With all-wheel drive turned on, the test Juke swept around mountain curves with poise, and body motions were well managed. Handling was pleasant in the city, too.

The Juke's turning circle is a small-car-like 37 feet, and the tidy size of the 13.5-foot-long Juke meant I squeezed into parking spaces easily.

Metal pillars, though, at the sides of the Juke windshield and at the sides of the back window were noticeably thick and blocked my views as I made left turns and backed out of parking spaces, respectively.

I grew tired of feeling most road imperfections coming through to passengers and hearing noises from the road — loud clunks over manhole covers and sounds of passing trucks. There didn't seem to be much sound insulation in the test Juke.

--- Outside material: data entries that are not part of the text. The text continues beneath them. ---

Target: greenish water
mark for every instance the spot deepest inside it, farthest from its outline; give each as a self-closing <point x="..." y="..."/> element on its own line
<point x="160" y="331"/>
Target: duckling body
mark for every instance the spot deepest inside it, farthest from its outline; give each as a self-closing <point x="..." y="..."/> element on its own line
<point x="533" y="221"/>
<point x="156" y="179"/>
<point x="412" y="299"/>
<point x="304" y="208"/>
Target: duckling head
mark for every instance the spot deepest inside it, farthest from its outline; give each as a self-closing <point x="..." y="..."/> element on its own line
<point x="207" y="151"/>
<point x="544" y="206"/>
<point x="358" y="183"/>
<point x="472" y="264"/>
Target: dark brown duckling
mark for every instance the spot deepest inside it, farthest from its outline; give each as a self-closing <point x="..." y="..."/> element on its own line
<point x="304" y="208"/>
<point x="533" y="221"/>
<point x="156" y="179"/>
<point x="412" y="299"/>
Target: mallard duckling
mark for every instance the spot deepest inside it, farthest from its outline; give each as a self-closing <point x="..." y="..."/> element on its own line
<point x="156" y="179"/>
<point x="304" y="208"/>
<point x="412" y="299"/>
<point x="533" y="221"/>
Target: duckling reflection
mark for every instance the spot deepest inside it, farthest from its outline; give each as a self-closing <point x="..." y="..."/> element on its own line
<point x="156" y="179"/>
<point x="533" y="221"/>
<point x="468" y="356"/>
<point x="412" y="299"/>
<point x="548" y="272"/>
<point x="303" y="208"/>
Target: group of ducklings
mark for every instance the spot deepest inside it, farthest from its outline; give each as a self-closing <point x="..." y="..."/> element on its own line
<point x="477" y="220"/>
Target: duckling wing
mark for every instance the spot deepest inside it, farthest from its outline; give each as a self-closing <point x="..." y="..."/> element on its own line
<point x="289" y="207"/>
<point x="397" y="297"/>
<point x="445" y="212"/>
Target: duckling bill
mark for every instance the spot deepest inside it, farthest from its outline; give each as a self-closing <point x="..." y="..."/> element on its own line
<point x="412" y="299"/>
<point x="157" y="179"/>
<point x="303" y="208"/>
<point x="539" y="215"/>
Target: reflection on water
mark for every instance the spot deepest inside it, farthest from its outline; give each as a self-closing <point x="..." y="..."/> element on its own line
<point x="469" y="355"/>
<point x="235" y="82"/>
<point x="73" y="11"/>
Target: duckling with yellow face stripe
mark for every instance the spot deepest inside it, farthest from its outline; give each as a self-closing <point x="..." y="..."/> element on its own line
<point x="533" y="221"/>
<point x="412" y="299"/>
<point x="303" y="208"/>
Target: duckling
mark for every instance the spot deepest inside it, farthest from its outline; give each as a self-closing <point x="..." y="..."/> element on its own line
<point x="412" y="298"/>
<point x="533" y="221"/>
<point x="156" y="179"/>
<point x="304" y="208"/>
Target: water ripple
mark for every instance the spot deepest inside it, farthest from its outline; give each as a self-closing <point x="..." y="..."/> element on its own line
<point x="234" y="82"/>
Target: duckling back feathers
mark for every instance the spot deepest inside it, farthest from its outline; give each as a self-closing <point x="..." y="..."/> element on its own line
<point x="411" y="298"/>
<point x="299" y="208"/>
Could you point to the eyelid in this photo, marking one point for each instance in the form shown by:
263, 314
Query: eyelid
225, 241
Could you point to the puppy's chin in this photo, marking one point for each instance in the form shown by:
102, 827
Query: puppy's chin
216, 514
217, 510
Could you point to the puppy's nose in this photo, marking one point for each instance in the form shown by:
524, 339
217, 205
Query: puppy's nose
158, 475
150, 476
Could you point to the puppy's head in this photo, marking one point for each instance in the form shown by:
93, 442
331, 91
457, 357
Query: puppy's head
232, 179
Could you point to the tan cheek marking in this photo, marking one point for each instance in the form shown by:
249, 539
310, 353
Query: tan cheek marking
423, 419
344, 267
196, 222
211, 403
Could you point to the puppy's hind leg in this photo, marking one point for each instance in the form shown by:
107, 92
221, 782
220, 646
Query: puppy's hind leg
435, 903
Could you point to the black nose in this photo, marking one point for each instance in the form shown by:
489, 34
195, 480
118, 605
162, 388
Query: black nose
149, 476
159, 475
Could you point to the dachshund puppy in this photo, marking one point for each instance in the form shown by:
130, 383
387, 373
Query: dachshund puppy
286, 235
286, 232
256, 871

I heard the Juke's 1.6-liter, direct-injection, turbo engine, too, and enjoyed its spunk.

Torque peaks at 177 foot-pounds starting at a low 2,000 rpm and carries to 5,200 rpm, and I felt the good, strong pull of power as I accelerated.

It was strong enough that with the Juke tester in front-wheel drive, I noticed torque steer — the unnerving tug of the steering wheel to one side or the other when the car started up forcefully from a stop.

Note that all-wheel drive Jukes come with a button that can lock the system in front-wheel drive.

Torque steer abated but didn't completely disappear during aggressive driving when I stayed in all-wheel drive, which I did most of the time.

This all-wheel drive system in the Juke can apply as much as 50 percent of the torque to rear wheels to help maintain traction, and did a good job on slick pavement during the test drive.

Mileage, however, was disappointing, at 21.6 miles per gallon in combined city/highway travel that was 65 percent city driving. The federal government rating for the all-wheel drive Juke is 25/30 mpg.

Complicating this fuel usage is the fact pricey premium gasoline is recommended in the Juke for best engine performance. So, a fillup of the Juke's 13.2-gallon tank can cost more than $40 at today's prices, and my range, given my mileage, was some 285 miles.

The back seat, with only 32.1 inches of legroom, can feel cramped for long-legged riders. But windows on the rear doors go down all the way, and rear seatbacks split and fold down to provide nearly 36 cubic feet of rear storage space.

Front and rear seats feel like hard, yet supportive, foam, and there was little in the test Juke SV that conveyed luxury or plushness.